J’ai failli passer à côté du jardin Lou Lim Ieoc. Lia et moi avions passé la matinée à nous perdre dans les ruelles autour des ruines de Saint-Paul, repus de petits pains fourrés au porc, et je me disais qu’un « jardin classique chinois » serait un arrêt photo rapide avant le déjeuner. On y est finalement restés près de deux heures. Le jardin a été construit à la fin du XIXe siècle par Lou Kau, un marchand qui avait apparemment l’argent et le goût nécessaires pour importer toute une esthétique venue de la région du Jiangnan — ces mêmes jardins de style Suzhou que je n’avais vus que dans des livres. En franchissant le portail depuis la rue bruyante, la circulation s’efface d’un coup, remplacée par des bosquets de bambous qui cliquettent dans le vent et un calme étrange, en couches.

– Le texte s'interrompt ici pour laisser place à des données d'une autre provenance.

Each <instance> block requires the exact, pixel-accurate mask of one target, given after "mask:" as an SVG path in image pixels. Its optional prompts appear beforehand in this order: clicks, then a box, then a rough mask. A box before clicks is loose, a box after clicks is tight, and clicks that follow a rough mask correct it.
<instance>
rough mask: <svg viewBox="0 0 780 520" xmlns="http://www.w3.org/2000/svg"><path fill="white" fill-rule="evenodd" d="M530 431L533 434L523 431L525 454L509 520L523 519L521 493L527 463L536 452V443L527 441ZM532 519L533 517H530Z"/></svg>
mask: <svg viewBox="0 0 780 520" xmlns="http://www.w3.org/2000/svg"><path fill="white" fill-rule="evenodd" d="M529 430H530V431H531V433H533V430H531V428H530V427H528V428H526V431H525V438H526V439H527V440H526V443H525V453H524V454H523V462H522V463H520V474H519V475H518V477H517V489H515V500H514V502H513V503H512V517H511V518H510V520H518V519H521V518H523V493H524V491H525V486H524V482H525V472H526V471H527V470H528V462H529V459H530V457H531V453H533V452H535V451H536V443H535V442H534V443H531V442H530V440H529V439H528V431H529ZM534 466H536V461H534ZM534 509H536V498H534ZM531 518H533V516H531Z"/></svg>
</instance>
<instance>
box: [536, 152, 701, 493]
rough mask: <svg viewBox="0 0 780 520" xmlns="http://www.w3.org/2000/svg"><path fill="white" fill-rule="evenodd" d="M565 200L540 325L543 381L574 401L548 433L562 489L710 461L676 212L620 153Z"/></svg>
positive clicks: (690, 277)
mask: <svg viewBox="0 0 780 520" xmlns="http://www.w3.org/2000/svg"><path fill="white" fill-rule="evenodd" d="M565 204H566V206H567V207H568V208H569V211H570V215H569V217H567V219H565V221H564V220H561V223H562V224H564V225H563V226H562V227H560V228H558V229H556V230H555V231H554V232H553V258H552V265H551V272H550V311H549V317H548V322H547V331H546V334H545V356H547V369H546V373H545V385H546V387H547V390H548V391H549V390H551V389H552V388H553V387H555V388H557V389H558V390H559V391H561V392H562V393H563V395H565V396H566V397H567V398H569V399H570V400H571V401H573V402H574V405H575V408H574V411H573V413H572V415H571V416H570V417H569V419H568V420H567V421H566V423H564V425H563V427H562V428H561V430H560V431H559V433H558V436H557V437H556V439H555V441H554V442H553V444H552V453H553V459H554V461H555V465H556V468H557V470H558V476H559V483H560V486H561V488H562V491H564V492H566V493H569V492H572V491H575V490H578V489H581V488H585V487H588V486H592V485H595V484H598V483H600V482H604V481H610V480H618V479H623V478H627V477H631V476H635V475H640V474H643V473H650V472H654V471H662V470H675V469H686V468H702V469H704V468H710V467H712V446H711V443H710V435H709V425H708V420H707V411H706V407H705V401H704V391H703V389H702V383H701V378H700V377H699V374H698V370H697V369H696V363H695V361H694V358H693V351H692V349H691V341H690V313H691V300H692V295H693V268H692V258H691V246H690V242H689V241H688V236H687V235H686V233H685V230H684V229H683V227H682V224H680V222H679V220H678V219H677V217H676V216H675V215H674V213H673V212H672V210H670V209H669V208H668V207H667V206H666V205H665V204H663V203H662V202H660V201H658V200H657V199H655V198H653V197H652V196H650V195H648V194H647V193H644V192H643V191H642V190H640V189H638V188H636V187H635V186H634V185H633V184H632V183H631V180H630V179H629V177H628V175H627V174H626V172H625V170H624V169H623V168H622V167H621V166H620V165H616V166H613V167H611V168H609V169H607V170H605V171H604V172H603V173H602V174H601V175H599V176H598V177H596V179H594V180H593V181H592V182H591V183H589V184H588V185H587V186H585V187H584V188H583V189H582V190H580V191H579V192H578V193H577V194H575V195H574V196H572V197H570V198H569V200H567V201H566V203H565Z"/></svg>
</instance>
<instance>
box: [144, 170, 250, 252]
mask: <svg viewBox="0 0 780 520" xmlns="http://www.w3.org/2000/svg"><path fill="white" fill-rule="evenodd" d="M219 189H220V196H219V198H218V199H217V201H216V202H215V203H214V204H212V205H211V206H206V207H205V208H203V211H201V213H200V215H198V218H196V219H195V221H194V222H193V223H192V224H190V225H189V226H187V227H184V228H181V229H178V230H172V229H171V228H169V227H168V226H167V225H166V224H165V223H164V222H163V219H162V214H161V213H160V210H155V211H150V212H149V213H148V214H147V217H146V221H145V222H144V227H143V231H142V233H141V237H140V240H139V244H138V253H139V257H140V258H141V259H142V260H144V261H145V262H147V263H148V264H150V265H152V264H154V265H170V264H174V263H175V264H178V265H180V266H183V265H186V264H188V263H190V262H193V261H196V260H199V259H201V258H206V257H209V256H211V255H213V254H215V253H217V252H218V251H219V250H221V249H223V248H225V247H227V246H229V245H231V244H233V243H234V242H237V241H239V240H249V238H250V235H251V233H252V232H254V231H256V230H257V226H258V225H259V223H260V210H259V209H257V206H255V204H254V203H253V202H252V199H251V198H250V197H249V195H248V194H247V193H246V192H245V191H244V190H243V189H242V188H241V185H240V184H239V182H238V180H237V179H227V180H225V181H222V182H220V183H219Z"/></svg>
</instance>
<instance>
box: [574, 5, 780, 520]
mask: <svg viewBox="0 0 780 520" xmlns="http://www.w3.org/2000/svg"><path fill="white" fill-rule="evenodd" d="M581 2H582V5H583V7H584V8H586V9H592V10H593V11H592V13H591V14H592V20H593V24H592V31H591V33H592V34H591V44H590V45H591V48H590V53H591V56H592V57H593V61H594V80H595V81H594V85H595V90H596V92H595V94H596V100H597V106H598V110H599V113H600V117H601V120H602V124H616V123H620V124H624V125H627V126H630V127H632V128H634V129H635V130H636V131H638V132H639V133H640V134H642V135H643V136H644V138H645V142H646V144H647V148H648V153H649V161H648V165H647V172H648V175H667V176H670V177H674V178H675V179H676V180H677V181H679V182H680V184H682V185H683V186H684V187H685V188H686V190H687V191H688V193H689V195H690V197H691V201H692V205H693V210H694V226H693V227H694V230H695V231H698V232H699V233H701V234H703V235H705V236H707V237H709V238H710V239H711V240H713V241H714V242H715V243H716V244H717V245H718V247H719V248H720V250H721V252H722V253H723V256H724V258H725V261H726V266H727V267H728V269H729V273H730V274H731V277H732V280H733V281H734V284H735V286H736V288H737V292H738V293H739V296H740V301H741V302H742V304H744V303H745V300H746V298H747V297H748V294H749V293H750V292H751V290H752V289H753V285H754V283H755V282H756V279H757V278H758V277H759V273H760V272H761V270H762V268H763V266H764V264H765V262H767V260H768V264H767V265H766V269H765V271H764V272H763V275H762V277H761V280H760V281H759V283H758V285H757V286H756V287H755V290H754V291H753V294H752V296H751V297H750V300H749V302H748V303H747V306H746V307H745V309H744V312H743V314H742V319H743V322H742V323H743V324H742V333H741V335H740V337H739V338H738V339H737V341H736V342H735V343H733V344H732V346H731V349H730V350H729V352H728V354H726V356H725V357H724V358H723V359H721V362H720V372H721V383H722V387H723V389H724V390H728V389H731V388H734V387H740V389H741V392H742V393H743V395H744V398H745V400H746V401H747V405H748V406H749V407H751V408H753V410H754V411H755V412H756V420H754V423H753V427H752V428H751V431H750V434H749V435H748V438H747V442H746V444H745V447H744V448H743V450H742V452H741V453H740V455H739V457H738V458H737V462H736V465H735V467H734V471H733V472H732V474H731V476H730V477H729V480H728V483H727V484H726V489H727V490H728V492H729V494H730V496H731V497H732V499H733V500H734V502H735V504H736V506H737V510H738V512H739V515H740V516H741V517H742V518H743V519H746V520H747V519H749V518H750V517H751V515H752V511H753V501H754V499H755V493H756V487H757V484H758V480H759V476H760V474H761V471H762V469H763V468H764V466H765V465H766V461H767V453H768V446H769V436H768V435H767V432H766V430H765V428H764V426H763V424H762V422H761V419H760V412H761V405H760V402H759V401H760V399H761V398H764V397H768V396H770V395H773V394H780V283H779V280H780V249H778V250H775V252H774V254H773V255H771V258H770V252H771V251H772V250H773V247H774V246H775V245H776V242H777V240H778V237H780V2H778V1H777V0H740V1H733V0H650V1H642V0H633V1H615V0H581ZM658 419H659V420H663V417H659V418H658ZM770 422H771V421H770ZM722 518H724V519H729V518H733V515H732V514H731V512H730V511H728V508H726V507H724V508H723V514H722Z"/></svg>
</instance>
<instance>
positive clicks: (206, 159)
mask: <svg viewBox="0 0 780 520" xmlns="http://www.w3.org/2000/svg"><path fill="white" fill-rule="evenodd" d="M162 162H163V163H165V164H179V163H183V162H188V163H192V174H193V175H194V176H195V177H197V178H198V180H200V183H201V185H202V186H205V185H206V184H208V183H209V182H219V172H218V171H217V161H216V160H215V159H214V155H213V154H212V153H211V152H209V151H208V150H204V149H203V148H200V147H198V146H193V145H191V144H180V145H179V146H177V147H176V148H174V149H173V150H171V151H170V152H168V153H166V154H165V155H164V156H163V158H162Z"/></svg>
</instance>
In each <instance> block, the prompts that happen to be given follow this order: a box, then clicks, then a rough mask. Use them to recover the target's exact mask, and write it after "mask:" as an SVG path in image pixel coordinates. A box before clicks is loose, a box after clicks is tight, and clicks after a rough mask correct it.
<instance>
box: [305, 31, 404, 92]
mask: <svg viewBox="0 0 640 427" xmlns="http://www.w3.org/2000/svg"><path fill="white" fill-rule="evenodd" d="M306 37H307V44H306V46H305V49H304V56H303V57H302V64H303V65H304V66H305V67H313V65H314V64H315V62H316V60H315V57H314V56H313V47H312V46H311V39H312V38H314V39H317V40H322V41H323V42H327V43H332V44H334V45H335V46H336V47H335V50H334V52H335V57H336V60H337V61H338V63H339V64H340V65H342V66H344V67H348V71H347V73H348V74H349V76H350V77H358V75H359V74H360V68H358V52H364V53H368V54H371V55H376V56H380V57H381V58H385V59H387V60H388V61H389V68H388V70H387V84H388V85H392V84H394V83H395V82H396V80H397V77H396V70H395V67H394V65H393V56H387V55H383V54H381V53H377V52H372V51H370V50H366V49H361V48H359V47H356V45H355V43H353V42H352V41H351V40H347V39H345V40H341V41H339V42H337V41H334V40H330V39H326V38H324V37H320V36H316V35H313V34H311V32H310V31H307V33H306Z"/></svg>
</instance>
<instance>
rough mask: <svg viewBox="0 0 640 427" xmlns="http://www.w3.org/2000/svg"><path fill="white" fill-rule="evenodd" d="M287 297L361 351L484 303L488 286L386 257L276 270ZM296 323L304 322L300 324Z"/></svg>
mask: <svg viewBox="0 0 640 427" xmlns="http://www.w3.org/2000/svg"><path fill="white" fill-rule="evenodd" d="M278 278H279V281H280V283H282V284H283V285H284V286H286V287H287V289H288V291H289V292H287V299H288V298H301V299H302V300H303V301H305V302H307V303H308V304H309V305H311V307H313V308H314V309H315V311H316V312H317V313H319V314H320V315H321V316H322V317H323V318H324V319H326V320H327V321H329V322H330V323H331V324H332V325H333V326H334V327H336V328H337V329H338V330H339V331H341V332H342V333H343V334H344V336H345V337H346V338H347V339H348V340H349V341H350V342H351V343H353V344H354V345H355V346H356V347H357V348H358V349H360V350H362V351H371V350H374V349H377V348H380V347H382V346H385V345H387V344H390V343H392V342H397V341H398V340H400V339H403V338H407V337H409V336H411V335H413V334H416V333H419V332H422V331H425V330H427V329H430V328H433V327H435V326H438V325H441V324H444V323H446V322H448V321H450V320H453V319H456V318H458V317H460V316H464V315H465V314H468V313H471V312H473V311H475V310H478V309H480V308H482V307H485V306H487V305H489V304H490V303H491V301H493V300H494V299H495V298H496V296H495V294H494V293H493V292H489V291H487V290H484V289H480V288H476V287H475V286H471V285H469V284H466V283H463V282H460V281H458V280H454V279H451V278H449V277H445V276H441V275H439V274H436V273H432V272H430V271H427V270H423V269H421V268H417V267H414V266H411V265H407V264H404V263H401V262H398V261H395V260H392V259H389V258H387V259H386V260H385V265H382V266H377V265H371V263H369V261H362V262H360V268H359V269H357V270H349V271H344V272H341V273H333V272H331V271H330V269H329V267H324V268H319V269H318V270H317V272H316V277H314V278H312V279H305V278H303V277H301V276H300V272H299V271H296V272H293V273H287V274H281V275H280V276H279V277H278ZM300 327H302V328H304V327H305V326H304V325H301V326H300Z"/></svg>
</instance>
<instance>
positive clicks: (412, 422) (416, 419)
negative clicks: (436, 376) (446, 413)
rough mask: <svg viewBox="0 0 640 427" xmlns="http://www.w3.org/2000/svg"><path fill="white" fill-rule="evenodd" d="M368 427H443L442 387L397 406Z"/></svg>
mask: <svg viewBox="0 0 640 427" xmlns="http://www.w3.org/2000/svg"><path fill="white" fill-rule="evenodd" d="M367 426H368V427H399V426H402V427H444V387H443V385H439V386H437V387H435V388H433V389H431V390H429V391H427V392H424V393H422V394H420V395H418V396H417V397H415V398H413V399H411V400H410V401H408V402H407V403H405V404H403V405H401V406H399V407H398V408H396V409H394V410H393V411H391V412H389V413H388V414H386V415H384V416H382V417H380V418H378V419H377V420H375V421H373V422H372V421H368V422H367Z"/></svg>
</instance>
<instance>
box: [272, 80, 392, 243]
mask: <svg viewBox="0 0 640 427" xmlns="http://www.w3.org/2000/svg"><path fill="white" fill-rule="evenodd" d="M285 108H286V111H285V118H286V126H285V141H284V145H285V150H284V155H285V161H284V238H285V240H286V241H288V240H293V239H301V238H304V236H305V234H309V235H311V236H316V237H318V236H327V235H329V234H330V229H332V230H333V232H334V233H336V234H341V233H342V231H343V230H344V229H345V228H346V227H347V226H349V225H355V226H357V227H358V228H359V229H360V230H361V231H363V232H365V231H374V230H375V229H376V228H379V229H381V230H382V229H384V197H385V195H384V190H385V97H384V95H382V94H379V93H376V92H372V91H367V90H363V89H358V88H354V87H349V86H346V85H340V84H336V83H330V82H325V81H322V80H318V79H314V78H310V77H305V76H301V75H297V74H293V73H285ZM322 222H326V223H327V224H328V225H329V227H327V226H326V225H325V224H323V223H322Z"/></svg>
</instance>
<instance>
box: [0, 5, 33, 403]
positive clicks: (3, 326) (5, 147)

La pièce maîtresse est le pont aux neuf détours, et il est vraiment désorientant, dans le bon sens du terme. Il zigzague d’avant en arrière au-dessus du bassin de lotus, et j’ai lu que ce tracé était pensé pour égarer les mauvais esprits, incapables, paraît-il, de tourner à angle droit. J’ai plaisanté avec Lia en disant qu’il devait aussi égarer les touristes en quête d’une photo bien cadrée, tant je n’arrêtais pas de faire demi-tour pour changer d’angle, à observer les carpes koï filer sous chaque virage. Nous y sommes allés en juillet, si bien que les fleurs de lotus étaient en pleine éclosion — d’immenses corolles roses et blanches posées à plat sur l’eau — et j’ai tout de suite compris pourquoi le jardin organise sa fête du lotus en été.

Pink and white lotus flowers blooming across the pond at Lou Lim Ieoc Garden

Passé le pont, le jardin s’ouvre sur des poches de rocailles artificielles et de petits pavillons, chacun encadrant une vue différente, comme si l’ensemble avait été pensé comme une succession de tableaux. Lia s’est assise sur un banc de pierre sous le toit d’un pavillon pendant que je m’enfonçais dans un bosquet de bambous si dense que la lumière en devenait verte. On oublie facilement qu’il s’agit aujourd’hui d’un parc public, géré par le gouvernement de Macao depuis qu’il a racheté la propriété en 1974 pour la restaurer — et qu’elle se trouve dans la zone tampon du Centre historique de Macao, classé au patrimoine mondial de l’UNESCO, à deux pas des casinos et des églises coloniales qui accaparent d’ordinaire toute l’attention.

A stone pavilion framed by bamboo groves and artificial rockery in Lou Lim Ieoc Garden

Nous sommes ressortis par le même portail, et le bruit de la rue nous a frappés comme une vague. C’est ce contraste qui m’est resté : la façon dont le jardin privé d’un marchand, plus d’un siècle plus tard, fonctionne encore exactement comme prévu — une poche de calme déposée au cœur d’une ville qui ne ralentit jamais vraiment.

Quand y aller : Venez en été, lorsque les bassins de lotus sont en pleine floraison — les fleurs justifient chaque détour supplémentaire du pont aux neuf virages.